Он этот вопрос задал, не стесняясь меня совершенно, потому что уже знал, что тайн никаких и ни для кого не осталось, мы уже всё друг про друга знали и прятаться ему незачем. А мама опять громко зарыдала и часто-часто закивала головой.
Она:
— Найдёшь. Сразу, как только из дому выйдешь.
И тут, бабушка, случилось, чего мы не ждали от него. Теперь уже сам он заорал, как резаный, как не делал ещё никогда на наших метрах.
Он:
— Дура! Дура! Дура! Я скульптор был, понимаешь? Скульптор! А теперь я скотина безногая и больше ничего! У меня талант был, понимаешь? Талант! Только я его профукал, пропил, просрал! Мне война эта спасением стала, если хочешь знать! И нога эта проклятущая — тоже от погибели спасла вместе с рукой моей окаянной! Вернулся б целый после войны, давно бы в петле мотался, к гадалке не ходи!

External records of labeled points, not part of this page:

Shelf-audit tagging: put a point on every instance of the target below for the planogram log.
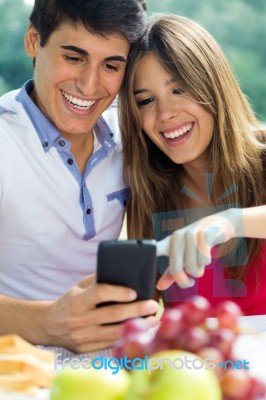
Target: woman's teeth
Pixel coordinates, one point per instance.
(78, 103)
(179, 132)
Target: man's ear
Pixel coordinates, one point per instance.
(32, 41)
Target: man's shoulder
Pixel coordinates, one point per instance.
(8, 102)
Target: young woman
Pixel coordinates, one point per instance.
(193, 147)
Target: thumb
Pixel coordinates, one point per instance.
(87, 281)
(163, 247)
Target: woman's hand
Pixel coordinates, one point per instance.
(189, 248)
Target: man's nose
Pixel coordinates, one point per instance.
(88, 82)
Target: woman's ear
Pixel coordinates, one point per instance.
(32, 41)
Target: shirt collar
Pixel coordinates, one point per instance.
(47, 132)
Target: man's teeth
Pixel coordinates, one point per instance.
(179, 132)
(78, 103)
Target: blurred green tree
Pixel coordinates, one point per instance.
(238, 25)
(15, 66)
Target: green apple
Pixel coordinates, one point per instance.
(91, 384)
(169, 383)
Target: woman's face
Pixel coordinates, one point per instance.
(175, 122)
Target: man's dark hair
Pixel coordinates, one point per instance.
(126, 18)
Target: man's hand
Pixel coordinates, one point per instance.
(74, 321)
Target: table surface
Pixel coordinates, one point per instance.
(251, 346)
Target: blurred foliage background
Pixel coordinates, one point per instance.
(238, 25)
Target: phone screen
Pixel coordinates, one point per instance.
(130, 263)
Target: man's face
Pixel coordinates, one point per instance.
(77, 75)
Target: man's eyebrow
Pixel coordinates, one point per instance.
(76, 49)
(83, 52)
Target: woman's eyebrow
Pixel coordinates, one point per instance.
(140, 91)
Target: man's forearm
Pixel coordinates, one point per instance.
(25, 318)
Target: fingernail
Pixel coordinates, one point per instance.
(132, 295)
(185, 285)
(152, 307)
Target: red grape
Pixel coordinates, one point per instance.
(196, 310)
(236, 384)
(137, 345)
(134, 325)
(222, 339)
(227, 313)
(193, 339)
(215, 356)
(257, 389)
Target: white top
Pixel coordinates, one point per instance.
(51, 217)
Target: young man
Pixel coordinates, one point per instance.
(61, 184)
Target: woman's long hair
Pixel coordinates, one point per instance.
(237, 151)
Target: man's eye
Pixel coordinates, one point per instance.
(72, 59)
(145, 102)
(178, 91)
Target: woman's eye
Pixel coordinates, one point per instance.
(144, 102)
(178, 91)
(111, 67)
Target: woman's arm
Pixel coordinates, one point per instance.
(189, 248)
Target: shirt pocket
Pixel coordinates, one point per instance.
(120, 195)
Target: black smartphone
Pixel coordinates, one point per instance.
(130, 263)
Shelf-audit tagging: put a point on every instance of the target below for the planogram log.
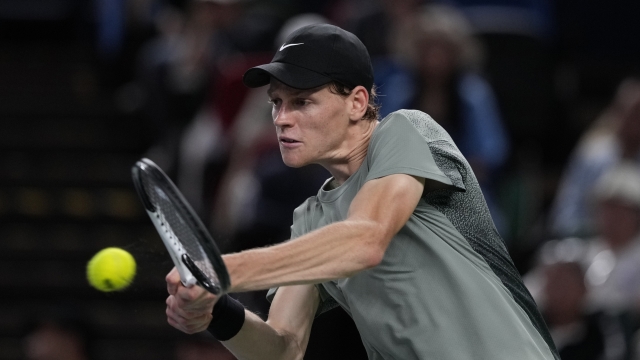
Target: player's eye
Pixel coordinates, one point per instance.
(300, 102)
(275, 102)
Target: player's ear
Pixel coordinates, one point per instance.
(358, 101)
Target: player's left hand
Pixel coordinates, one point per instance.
(188, 309)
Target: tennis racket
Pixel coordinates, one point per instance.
(188, 242)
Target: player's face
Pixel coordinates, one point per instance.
(311, 125)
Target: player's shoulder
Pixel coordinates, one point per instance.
(303, 215)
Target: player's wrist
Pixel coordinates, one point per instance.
(227, 318)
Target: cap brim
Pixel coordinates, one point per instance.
(291, 75)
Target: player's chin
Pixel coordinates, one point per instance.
(293, 161)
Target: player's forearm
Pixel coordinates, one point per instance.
(335, 251)
(258, 340)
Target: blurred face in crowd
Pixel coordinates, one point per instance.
(618, 222)
(50, 342)
(312, 125)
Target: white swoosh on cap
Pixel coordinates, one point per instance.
(286, 46)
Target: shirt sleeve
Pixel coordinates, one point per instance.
(398, 148)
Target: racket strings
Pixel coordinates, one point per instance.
(178, 229)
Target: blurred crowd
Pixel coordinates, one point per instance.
(561, 175)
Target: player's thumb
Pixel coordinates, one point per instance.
(173, 281)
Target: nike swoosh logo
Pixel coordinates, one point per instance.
(286, 46)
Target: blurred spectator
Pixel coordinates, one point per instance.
(386, 32)
(579, 334)
(57, 338)
(258, 192)
(608, 291)
(517, 36)
(451, 90)
(615, 135)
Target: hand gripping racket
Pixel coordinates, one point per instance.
(190, 245)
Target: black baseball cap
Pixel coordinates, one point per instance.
(315, 55)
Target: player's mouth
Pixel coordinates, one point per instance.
(289, 142)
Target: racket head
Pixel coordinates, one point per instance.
(187, 240)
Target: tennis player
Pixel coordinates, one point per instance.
(400, 236)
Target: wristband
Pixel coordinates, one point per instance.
(228, 318)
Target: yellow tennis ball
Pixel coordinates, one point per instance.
(111, 269)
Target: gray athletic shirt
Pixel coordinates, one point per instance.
(446, 287)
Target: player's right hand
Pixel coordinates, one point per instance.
(188, 309)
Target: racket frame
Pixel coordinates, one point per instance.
(190, 274)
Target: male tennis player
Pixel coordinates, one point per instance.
(399, 236)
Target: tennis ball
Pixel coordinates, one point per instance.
(111, 269)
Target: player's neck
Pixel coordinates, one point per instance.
(352, 158)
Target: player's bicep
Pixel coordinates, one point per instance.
(387, 202)
(292, 312)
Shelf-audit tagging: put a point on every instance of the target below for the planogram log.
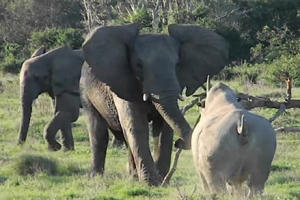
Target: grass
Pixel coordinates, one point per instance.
(32, 172)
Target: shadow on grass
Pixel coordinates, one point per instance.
(276, 168)
(31, 164)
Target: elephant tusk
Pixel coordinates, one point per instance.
(146, 97)
(180, 97)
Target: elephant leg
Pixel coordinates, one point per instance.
(98, 135)
(157, 124)
(163, 152)
(52, 128)
(118, 139)
(66, 111)
(135, 126)
(204, 183)
(131, 167)
(67, 137)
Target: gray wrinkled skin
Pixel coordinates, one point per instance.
(135, 78)
(57, 73)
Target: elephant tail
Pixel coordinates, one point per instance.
(242, 128)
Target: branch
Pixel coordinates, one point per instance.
(234, 12)
(249, 102)
(189, 106)
(287, 129)
(278, 113)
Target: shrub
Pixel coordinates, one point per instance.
(54, 37)
(29, 164)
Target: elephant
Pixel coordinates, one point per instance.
(231, 145)
(135, 78)
(56, 72)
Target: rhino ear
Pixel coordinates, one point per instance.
(106, 51)
(202, 52)
(39, 52)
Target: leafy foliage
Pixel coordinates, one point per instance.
(260, 33)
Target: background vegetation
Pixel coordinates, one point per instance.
(32, 172)
(264, 38)
(264, 35)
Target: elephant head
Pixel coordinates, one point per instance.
(156, 67)
(53, 72)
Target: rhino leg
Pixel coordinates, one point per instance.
(256, 183)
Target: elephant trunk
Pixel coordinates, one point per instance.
(26, 101)
(167, 106)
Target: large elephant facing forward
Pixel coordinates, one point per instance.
(57, 73)
(132, 76)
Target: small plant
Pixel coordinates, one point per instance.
(30, 164)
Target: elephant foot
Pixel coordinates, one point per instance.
(68, 149)
(94, 173)
(117, 143)
(55, 146)
(20, 142)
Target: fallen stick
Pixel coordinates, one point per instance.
(287, 129)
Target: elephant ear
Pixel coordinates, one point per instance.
(106, 51)
(65, 69)
(202, 52)
(38, 52)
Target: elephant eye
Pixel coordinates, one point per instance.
(178, 64)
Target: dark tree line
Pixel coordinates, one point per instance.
(259, 32)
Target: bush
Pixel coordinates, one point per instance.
(29, 164)
(55, 37)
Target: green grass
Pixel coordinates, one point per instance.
(32, 172)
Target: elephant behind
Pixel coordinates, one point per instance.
(57, 73)
(232, 145)
(135, 78)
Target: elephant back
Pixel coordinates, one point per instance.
(66, 70)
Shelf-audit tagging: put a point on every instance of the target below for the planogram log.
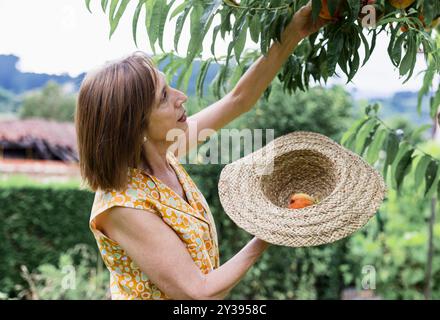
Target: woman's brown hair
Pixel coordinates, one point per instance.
(112, 112)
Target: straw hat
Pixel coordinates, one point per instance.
(255, 190)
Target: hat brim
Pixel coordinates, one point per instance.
(355, 197)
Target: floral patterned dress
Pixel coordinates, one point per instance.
(192, 221)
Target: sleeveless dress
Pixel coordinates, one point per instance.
(192, 221)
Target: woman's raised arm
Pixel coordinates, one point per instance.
(254, 81)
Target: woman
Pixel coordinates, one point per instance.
(152, 225)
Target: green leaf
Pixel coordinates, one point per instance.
(409, 59)
(88, 5)
(104, 4)
(178, 10)
(316, 8)
(427, 83)
(430, 192)
(401, 164)
(179, 26)
(361, 138)
(254, 28)
(162, 20)
(159, 10)
(434, 104)
(240, 42)
(392, 149)
(115, 17)
(201, 76)
(430, 174)
(200, 19)
(421, 169)
(136, 19)
(397, 49)
(350, 134)
(376, 145)
(417, 132)
(335, 46)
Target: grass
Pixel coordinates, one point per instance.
(18, 181)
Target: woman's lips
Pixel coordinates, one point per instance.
(183, 117)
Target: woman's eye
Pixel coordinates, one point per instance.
(164, 96)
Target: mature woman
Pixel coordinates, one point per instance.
(152, 225)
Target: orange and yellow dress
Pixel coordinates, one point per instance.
(192, 221)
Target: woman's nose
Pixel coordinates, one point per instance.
(182, 98)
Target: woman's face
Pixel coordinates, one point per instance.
(168, 113)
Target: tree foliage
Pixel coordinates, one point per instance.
(338, 44)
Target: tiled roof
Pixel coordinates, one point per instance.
(60, 134)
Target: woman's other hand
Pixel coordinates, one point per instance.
(302, 21)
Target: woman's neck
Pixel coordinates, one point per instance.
(154, 158)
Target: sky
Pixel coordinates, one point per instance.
(61, 36)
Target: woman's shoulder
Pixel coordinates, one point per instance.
(135, 194)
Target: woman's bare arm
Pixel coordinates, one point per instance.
(164, 258)
(252, 84)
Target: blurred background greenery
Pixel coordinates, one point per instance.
(45, 230)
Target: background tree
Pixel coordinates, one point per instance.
(52, 102)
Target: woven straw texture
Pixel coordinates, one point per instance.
(255, 190)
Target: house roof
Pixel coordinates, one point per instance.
(47, 136)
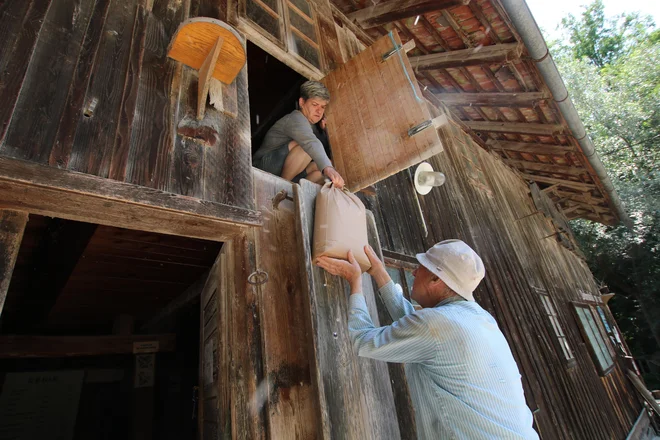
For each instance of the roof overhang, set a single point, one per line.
(488, 63)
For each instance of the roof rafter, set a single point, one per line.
(473, 56)
(392, 10)
(516, 127)
(516, 99)
(531, 148)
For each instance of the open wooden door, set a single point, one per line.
(378, 120)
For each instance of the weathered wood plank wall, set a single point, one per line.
(355, 393)
(87, 86)
(485, 203)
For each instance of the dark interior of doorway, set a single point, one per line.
(75, 279)
(274, 90)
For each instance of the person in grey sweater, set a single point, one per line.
(292, 148)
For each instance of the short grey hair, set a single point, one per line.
(314, 89)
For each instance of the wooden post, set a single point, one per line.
(12, 225)
(205, 75)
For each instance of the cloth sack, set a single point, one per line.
(340, 225)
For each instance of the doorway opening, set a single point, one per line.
(100, 333)
(274, 91)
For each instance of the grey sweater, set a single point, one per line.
(296, 127)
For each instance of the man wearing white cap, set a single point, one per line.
(463, 379)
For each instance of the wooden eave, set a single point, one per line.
(469, 57)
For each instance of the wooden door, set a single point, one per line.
(375, 104)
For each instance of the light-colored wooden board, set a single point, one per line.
(373, 105)
(194, 40)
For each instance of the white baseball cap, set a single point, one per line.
(455, 263)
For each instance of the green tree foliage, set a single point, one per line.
(611, 67)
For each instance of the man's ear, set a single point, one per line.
(436, 281)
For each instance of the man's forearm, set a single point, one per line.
(356, 285)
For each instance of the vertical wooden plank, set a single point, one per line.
(42, 100)
(153, 129)
(193, 138)
(95, 134)
(119, 156)
(12, 225)
(337, 369)
(248, 387)
(20, 24)
(227, 172)
(61, 150)
(210, 346)
(292, 399)
(356, 396)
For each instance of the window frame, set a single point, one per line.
(552, 320)
(599, 331)
(295, 61)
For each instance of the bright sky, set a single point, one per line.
(548, 13)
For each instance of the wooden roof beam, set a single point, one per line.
(585, 197)
(531, 148)
(524, 165)
(516, 99)
(595, 208)
(393, 10)
(562, 182)
(516, 127)
(474, 56)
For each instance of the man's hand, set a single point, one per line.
(349, 270)
(377, 268)
(333, 175)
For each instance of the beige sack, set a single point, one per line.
(340, 225)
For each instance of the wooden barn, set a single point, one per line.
(153, 284)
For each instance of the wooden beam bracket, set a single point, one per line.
(205, 76)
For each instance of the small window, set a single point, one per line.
(612, 330)
(593, 334)
(551, 312)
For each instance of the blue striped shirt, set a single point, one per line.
(463, 379)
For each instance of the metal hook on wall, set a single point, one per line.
(258, 277)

Не бывает безногих скульпторов и безруких — потому и живой ещё! А удавился бы сам или спился б под корень — оттого, что не стал я, кем стать должен был и о чём мечтал всегда: творцом, художником, ваятелем, виртуозом, небожителем! И война тут ни при чём, о господи, господи! Чёрт, чёрт, чёрт!
Тут он резким движением от мамы оторвался и опустился на пол. И снова заговорил, но уже не кричал, а просто как будто выбрасывал из себя слова, жгучие, как головешки, чтоб скорей ими отплеваться и забыть про всё это страшное для него прошлое — так я поняла в тот вечер про него, Шуринька.
Говорит:
— Я уже в двадцать три с дипломом был, Строгановки, с красным. А в двадцать четыре алкоголиком сделался, чёрным, — синдром избыточного таланта. И ещё два года пил беспробудно, пока мобилизацию не объявили. Так ничего и не наваял, кроме дипломной работы и порушенной своими же руками судьбы. И что ж мне теперь, Гитлера благодарить, что живой? Или Сталина этого нашего проклятого? Не знаю, кто из них больший урод, — только сам я, наверное, бездарь и неудачник!
Шуринька, я честно не знаю, почему Паша в приступе своём крикнул так про Сталина. Про Гитлера — это ясно, тут вопросов нет. А про Иосифа Виссарионовича? Я всегда знала, что он извечно для народа нашего на втором месте после Владимира Ильича шёл, если не вровень. Может, это он просто так странно пошутил в пылу своей не зажившей окончательно раны? Или я чего-то не поняла сама? Но, с другой стороны, может быть, он знает что-то особенное, другое, тайное?
А ты знаешь такое про нашего вождя?
Ты же с ним тоже дружила, это известно про тебя и про него, так ведь? Или дружишь до сих пор? Тогда тем более нужно всё хорошенько выяснить о нём, все подробности и остальное прочее. Сделаешь это для меня, ладно? Мы же всё-таки родные люди, мне можно доверять, я тебя никогда не подведу, бабушка, даже не сомневайся, дорогая моя.
А как тебе нравится про Пашу? Ну кто бы мог подумать, что он самый настоящий скульптор, а не демобилизованный по ранению оглохлый артиллерист.
Это и есть событие наше, хотя и без ужасных последствий ни для кого.
Они потом помирились с мамой, тут же, на месте ссоры, пока он даже ногу обратно не прикрепил. Мы после этого все вместе обнялись, втроём, и каждый из них немножко поплакал. И я с ними заодно. А потом тоже вместе ели макароны с сахарным песочком и маслом. Здорово, правда?
А ночью было всё как обычно. Три раза просыпалась и два раза засыпала обратно. Только мама кричала ещё громче, чем всегда, а Паша сопел сильней обычного. Потому что у них уже стало походить на любовь, а не простое гражданское нерасписанное сожительство, это я уже давно об обоих поняла.
Шуринька, я прощаюсь с тобой и снова обнимаюсь крепко-крепко. На этот раз очень надеюсь, что письмо твоё будет быстрым, как скорый поезд, и длинным, как путь от Москвы до Давлеканово. И ты мне подробно ответишь на все мои вопросы, ладно?
Твоя Шуранька Коллонтай,
наследница по прямому родству.
7 февраля, 1948
Дорогая моя Шуринька, это опять я, внучка твоя, хотя ты так до сих пор и не ответила ни на одно моё письмо.
Почему-то я теперь вся покрылась чирьями, так что даже не хочу в школу ходить, чтобы никто не увидел. Скажут, вон колотушка пошла, вся в гнойниках, видали, ребя? А ещё с гонором, понимаешь, про бабаньку свою революционную.